In the days after George W. Bush's 2004 reelection, political analysts highlighted the Democratic Party's failure to speak the language of faith in a way that resonated with American voters, particularly Protestant evangelicals. This disconnect was partly due to substantial differences on hot-button social issues, but more from the perception that the Democratic Party was indifferent or hostile to genuine, serious, heartfelt religion. Pundits argued that candidates who ignored religion did so at their own peril. So Democratic strategists began "finding" or "recovering" faith, while Republicans simply tried to keep it.
It was natural, then, for candidates' religion to become a major theme this primary season. From Mitt Romney's Mormonism to Barack Obama's African American Christianity, each candidate's faith was proclaimed in stump speeches or examined by the press. But instead of providing the promised boost, religion became a liability, and candidates have expended as much energy divorcing themselves from religious connections as they have making them. What happened?
This year's primaries suggest a new truism about American political campaigning: While generic religiosity brings life, particular religious connections risk political death—or serious injury. Religious particularity arguably killed Romney's campaign. At the very least, it didn't help his cause. The same could be said of Mike Huckabee. While his evangelical pedigree as a Southern Baptist minister appealed to some voters, it scared even more. And the persistence and potency of the Jeremiah Wright controversy put Obama's campaign in the ER. Amputation was the only remedy. Even John McCain, who is generally mum on religion, had to sever himself from pastors Rod Parsley and John Hagee.
In a pluralistic religious environment, showing your cards—or creeds—can be a bad move politically.
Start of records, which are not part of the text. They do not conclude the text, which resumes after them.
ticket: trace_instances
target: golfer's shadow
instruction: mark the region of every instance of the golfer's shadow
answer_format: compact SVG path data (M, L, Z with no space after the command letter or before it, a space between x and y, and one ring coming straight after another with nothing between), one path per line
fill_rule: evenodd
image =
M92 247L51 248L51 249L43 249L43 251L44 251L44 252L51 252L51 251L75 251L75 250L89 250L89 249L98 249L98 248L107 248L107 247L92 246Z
Identifying particular religious commitments or accepting pastor endorsements may bring candidates closer to a narrow slice of voters, but it often distances them from even more Americans.
From its founding, the United States has been a laboratory for religious pluralism. For over 200 years we've been wrestling with how exactly to relate religious belief to a system of government that prides itself on religious freedom and the separation of church and state. The advice of a French political philosopher seems to have held the day.
A little more than a decade before the American Revolution, Jean-Jacques Rousseau spoke of a nation's need for "civil religion," an overarching set of shared values that could unite citizens of all faiths and no faith. Civil religion could harness religious fervor for the common good and check its socially destructive tendencies.
In its most utilitarian form, civil religion is indifferent to particular religious content. As Dwight Eisenhower put it in his 1954 Flag Day speech: "Our government makes no sense, unless it is founded in a deeply felt religious faith—and I don't care what it is."
While 21st-century American civil religion is not indifferent to content (the nation is likely not open to a Muslim form of civil religion, for example), its creed can be summed up in three words: God, America, freedom. It doesn't really matter whom Americans call God, so long as that God is for freedom and for America. In fact, now the word faith has replaced God, as the object of faith has become increasingly less important.
For American politicians, the formula requires using the language of faith without communicating much more than "I'm for faith, America, and freedom." This affirmation risks little and invites voters to fill in the blanks with their own meaning.
Beyond Gotcha Quotes
During this year's primaries, candidates followed this script. They spoke warmly and personally about their faith, but in general terms that should have caused no offense. Romney and Obama made major faith-oriented speeches only when media attention forced them to clarify connections.
Unfortunately, many in the national media sensed the political importance of religion without understanding what deeply religious Americans are really interested in. Some created an embarrassing sideshow out of candidates' particular religious connections, endlessly replaying gotcha quotes. Others, given the chance to surface connections between faith and policy, reverted to Good Morning America-level human-interest chatter.
None of this means that political strategists should shy away from specific religion. The recent U.S. Religious Landscape Survey by the Pew Forum on Religion and Public Life shows that American voters are remarkably open to other people's faith. Desiring freedom for their own beliefs and practices, Americans ignore the "exclusivity clauses" in their own religions as they relate to neighbors of other faiths. "While Americans may have firm religious commitments, they are unwilling to impose them on other people," the Pew Forum's John Green said.
A better prepared press could help candidates and campaigns be specific about faith in helpful ways. Understanding how candidates' faith histories shaped them to face the challenges of public office can only help the democratic process. Without firm theological convictions, a great leader such as Abraham Lincoln could not have risen above bitterly partisan forces to serve the good of the nation. Can candidates articulate the connections between their faith and the decisions they will need to make? Will faith help them just say no to the corrupting influences of special interests? Will it enable them to break free of political inertia to meet challenges before they become crises?
The press and the campaigns can do much to elucidate candidates' religion in concrete detail that goes beyond civil religion and still strengthens our common bonds.